C. P.: Como os escritores censurados se comportaram? Aceitaram de forma passiva ou houve algum tipo de resistência?
S. R.: Em 1970 houve a tentativa de se estabelecer a censura prévia para a totalidade dos livros publicados no Brasil. A reação adversa de editores, escritores, intelectuais e associações da sociedade civil foi grande. Liderando a oposição à censura prévia para livros destacaram-se Jorge Amado e Érico Veríssimo, líderes também de vendagens na época, que declararam publicamente “em nenhuma circunstância mandaremos os originais de nossos livros aos censores, nós preferimos parar de publicar no Brasil e só publicar no exterior”. A incisiva reação contra o estabelecimento da censura prévia para livros e publicações em geral levou o governo a recuar e a publicar uma nova Instrução isentado de verificação prévia as publicações e exteriorizações de caráter estritamente filosófico, científico, técnico e didático, bem como as que não versarem sobre temas referentes ao sexo, moralidade pública e bons costumes.

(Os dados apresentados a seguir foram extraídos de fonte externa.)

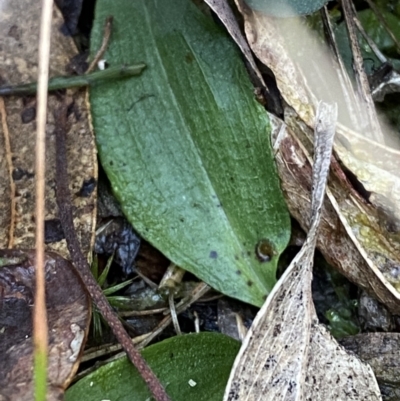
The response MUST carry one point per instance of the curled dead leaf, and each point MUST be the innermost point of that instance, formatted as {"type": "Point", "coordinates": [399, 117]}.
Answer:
{"type": "Point", "coordinates": [19, 32]}
{"type": "Point", "coordinates": [287, 355]}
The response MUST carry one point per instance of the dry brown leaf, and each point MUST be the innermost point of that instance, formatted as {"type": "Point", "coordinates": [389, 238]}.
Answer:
{"type": "Point", "coordinates": [68, 310]}
{"type": "Point", "coordinates": [287, 355]}
{"type": "Point", "coordinates": [19, 32]}
{"type": "Point", "coordinates": [225, 14]}
{"type": "Point", "coordinates": [362, 239]}
{"type": "Point", "coordinates": [268, 45]}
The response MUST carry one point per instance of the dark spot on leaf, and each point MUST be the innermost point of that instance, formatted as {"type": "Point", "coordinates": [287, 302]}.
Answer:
{"type": "Point", "coordinates": [265, 250]}
{"type": "Point", "coordinates": [28, 115]}
{"type": "Point", "coordinates": [213, 255]}
{"type": "Point", "coordinates": [13, 32]}
{"type": "Point", "coordinates": [87, 188]}
{"type": "Point", "coordinates": [19, 173]}
{"type": "Point", "coordinates": [189, 57]}
{"type": "Point", "coordinates": [53, 231]}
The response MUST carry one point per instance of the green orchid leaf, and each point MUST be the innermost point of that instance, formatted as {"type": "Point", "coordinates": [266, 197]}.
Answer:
{"type": "Point", "coordinates": [187, 147]}
{"type": "Point", "coordinates": [192, 367]}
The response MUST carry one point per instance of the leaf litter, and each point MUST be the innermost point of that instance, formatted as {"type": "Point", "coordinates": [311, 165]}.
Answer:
{"type": "Point", "coordinates": [363, 244]}
{"type": "Point", "coordinates": [287, 354]}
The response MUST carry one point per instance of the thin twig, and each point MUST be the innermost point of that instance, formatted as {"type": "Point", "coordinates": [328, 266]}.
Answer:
{"type": "Point", "coordinates": [7, 148]}
{"type": "Point", "coordinates": [104, 45]}
{"type": "Point", "coordinates": [363, 89]}
{"type": "Point", "coordinates": [370, 42]}
{"type": "Point", "coordinates": [40, 334]}
{"type": "Point", "coordinates": [79, 260]}
{"type": "Point", "coordinates": [75, 81]}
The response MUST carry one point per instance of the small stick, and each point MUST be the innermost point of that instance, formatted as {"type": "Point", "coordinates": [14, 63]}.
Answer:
{"type": "Point", "coordinates": [40, 327]}
{"type": "Point", "coordinates": [104, 45]}
{"type": "Point", "coordinates": [75, 81]}
{"type": "Point", "coordinates": [373, 129]}
{"type": "Point", "coordinates": [79, 260]}
{"type": "Point", "coordinates": [382, 20]}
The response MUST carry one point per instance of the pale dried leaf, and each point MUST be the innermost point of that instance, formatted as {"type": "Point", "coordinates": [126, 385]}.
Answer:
{"type": "Point", "coordinates": [268, 45]}
{"type": "Point", "coordinates": [336, 239]}
{"type": "Point", "coordinates": [225, 14]}
{"type": "Point", "coordinates": [335, 374]}
{"type": "Point", "coordinates": [68, 311]}
{"type": "Point", "coordinates": [287, 355]}
{"type": "Point", "coordinates": [373, 259]}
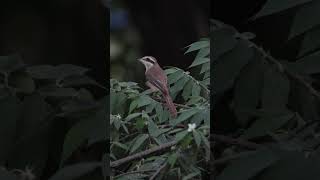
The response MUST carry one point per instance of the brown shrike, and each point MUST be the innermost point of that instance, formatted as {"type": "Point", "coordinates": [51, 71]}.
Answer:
{"type": "Point", "coordinates": [157, 80]}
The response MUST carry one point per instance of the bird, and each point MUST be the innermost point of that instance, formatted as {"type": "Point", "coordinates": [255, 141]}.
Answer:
{"type": "Point", "coordinates": [157, 80]}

Foi um avanço democrático conseguido pelas forças sociais do momento, mas é claro também que os limites para decidir se um texto enfoca ou não, tangencia ou não, temas de moralidade pública, bons costumes ou sexo, são limites bastante móveis e essa mobilidade permitiu que relevantes obras – teóricas, conceituais e ficcionais – fossem alvo de rigorosos atos censórios.
C. P.: Quais são as particularidades que a senhora observa entre o contexto dos anos de chumbo e o contexto atual em que a legislação exige autorização prévia para a publicação de biografias, cuja querela o STF promete resolver?
S. R.: Os 21 anos de ditadura militar deixaram muitas sequelas na sociedade brasileira – uma delas é o não enraizamento dos valores democráticos como sendo essenciais, como sendo valores inegociáveis. É preciso estar atento e vigilante para perceber e coibir atitudes cerceadoras da liberdade de expressão e de opinião como essa que defende a necessidade de autorização do biografado ou de seus familiares para publicação de biografias.
“Não resta dúvida de que o livro de Sandra Reimão traz uma significativa contribuição ao estudo da censura no Brasil após o golpe de 1964, particularmente a livros. Passa a ser uma obra de referência sobre o tema, além de apontar várias possibilidades de pesquisas a partir de trilhas abertas pelos dados e análises apresentados” (Flamarion Maués).